Anodisers I have many a run in and a law to themselves when lose or scrap an item because didn't do it right first or second time. Luckily found a fairly local one that cares, good when its three months work down the pan otherwise and no income.
There are loads of reasons you will get colour change even on the same aluminium extrusion, heres just a few.
Surface finish ie grit, spun polish or mop polish finish.
Amount of time left in brightener
Amount of time left in cleaner ie hydrochloric acid
Amount of time left in etching
Amount of time left in the dye
Temperature of the dye
Heat
Actual anodising or even handling of the parts, voltage amperage, sulphuric, who knows if wrong its a cover up and pass the buck, no come backs and seen all the stunts they pull over 23 years in doing and using anodisers.
A good caring anodisers will colour match and get it right first time. Though some will have several attempts then call it a day after scrapping the job. Remember each cock up they have to remove the anodising which removes aluminium and alters the surface finish each time its done. Wondered why several threaded parts together never line up, got piccies how about 270 degrees on a 1mm pitch thread out of true. Who knows how many attempts.
Can mill and turn to see grain structure and rainbow colouring. Have seen a few where grain like pattern shows up after anodising brought about by over polishing!
Last jobs the other week bead blasted 60/120gr then brightened up to look satin all 6082 and T6 tempering and hardness.
**LINK**
Touch too long in brightener **LINK**
I've been anodising for years. I can't really disagree with anything you've written, anodising companies are a nightmare.
I had to outsource once to a company near Manchester and two of the parts came back very pale and patchy compared to another two, they told me it was poor quality material, but all four pieces had come from the same piece of aluminium, the two poor pieces were inbetween the two good pieces in the billet. Also the colour was way to light, apparently I should have specified the anodising depth I wanted rather than just choosing a colour. Ridiculous.

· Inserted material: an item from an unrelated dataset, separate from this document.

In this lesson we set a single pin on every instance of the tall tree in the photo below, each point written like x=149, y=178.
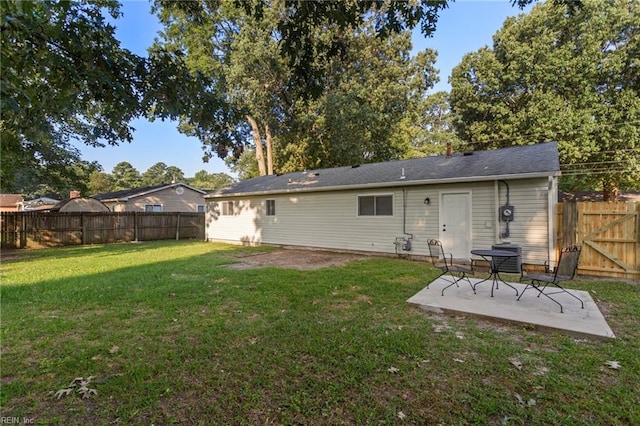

There are hundreds of variables to go wrong, even anodising temperature difference of 1 degree will cause a difference between batches.
90% of what I do is used bike parts, so it's a different process, much more to do and your working with parts that you don't know the grade of so it's much more difficult! Fairly often you'll do something with identical parts and one of them will be a different grade to the rest. So I do all colours by eyesight now.
As you say getting something too hot when polishing can make it grainy, but I find it will polish better if it is warm before the final polish. Some grades will go cloudy if you polish too fine though.
On your website, who did the black part with the gold mask anodising? It's very good.